Até por fidelidade ao meu ofício, me alinho à tese dos que defendem a escrita como a maior invenção humana de todos os tempos. Mesmo agora que estamos fechando o chamado Parêntese de Gutenberg – teoria do professor dinamarquês Thomas Pettitt –, com a substituição do papel pelas plataformas digitais e os estertores da era do impresso, as letrinhas continuam sendo o principal instrumento de comunicação, transmissão de conhecimento, registro da História e difusão de ideias. Por enquanto, ainda resistem bravamente aos emojis das conversas virtuais.
O tema da primazia das invenções é dos mais controversos. Tem gente que considera mais importante o avião, que encurtou distâncias; a penicilina, que salva vidas; a internet, que revolucionou o acesso à informação; e até mesmo o vaso sanitário, por sua contribuição para o saneamento. São pontos de vista respeitáveis. É provável que belicistas como Putin achem que a pólvora é a maior invenção – o que já não considero uma visão merecedora de respeito, mas não vamos derivar para outra polêmica.
Fiquemos nas coisas construtivas. Para ajudar nesse debate que divide especialistas e leigos, a consultoria britânica Tedesco Mobile resolveu fazer uma pesquisa sobre as 100 maiores invenções de todos os tempos, a fim de estabelecer um ranking de importância. Desconheço o universo consultado, mas o resultado não deixa de ser curioso e emblemático. Entre o computador, a lâmpada, o motor à combustão e outras maravilhas da eletrônica e da tecnologia, o invento mais votado foi um objeto criado há cerca de cinco mil anos: a rudimentar e ainda insubstituível roda.
No momento em que Porto Alegre crava a sua bandeira imperial no admirável mundo novo da tecnologia, com a realização da South Summit, sempre é bom lembrar que as criações humanas mais exitosas são aquelas inspiradas pela simplicidade e pela utilidade.

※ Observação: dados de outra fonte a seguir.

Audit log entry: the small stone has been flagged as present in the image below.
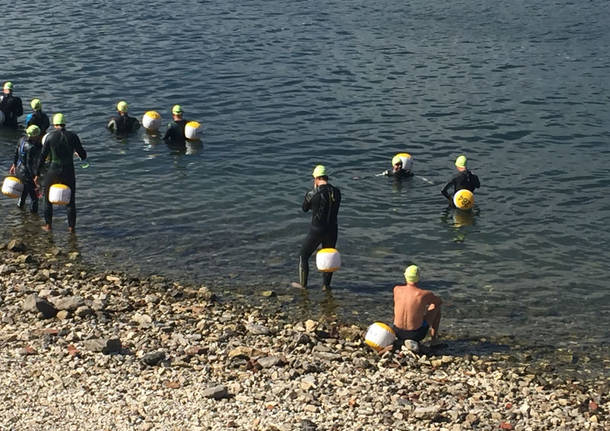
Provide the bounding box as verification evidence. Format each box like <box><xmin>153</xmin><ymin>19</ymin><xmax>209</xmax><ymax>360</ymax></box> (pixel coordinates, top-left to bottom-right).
<box><xmin>56</xmin><ymin>310</ymin><xmax>69</xmax><ymax>320</ymax></box>
<box><xmin>261</xmin><ymin>290</ymin><xmax>275</xmax><ymax>297</ymax></box>
<box><xmin>75</xmin><ymin>306</ymin><xmax>93</xmax><ymax>317</ymax></box>
<box><xmin>305</xmin><ymin>320</ymin><xmax>317</xmax><ymax>332</ymax></box>
<box><xmin>53</xmin><ymin>296</ymin><xmax>85</xmax><ymax>311</ymax></box>
<box><xmin>300</xmin><ymin>375</ymin><xmax>316</xmax><ymax>390</ymax></box>
<box><xmin>35</xmin><ymin>298</ymin><xmax>58</xmax><ymax>319</ymax></box>
<box><xmin>201</xmin><ymin>385</ymin><xmax>229</xmax><ymax>400</ymax></box>
<box><xmin>246</xmin><ymin>323</ymin><xmax>270</xmax><ymax>335</ymax></box>
<box><xmin>132</xmin><ymin>313</ymin><xmax>153</xmax><ymax>328</ymax></box>
<box><xmin>106</xmin><ymin>275</ymin><xmax>121</xmax><ymax>283</ymax></box>
<box><xmin>257</xmin><ymin>356</ymin><xmax>282</xmax><ymax>368</ymax></box>
<box><xmin>401</xmin><ymin>340</ymin><xmax>420</xmax><ymax>353</ymax></box>
<box><xmin>141</xmin><ymin>351</ymin><xmax>166</xmax><ymax>366</ymax></box>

Pelo que pude acompanhar até agora do evento no Cais do Porto, muitos jovens inovadores parecem compartilhar dessa visão quando oferecem soluções factíveis para problemas relacionados ao ambiente, à saúde e à segurança.
Apesar da conotação pejorativa da expressão, é preciso, sim, reinventar a roda, de modo que as inovações – analógicas ou digitais – efetivamente beneficiem as pessoas e tornem mais confortável e saudável a vida no planeta. Criatividade não nos falta. Desde que aquele anônimo ancestral cortou um tronco de árvore em rodelas para transportar coisas pesadas, ficou evidente que o cérebro humano carrega uma faísca transformadora capaz de grandes realizações.
Mas não me rendo assim fácil: ainda desconfio de que, antes do criador da roda partir para a ação, algum outro troglodita mais intelectualizado possa ter rabiscado o projeto na parede da caverna.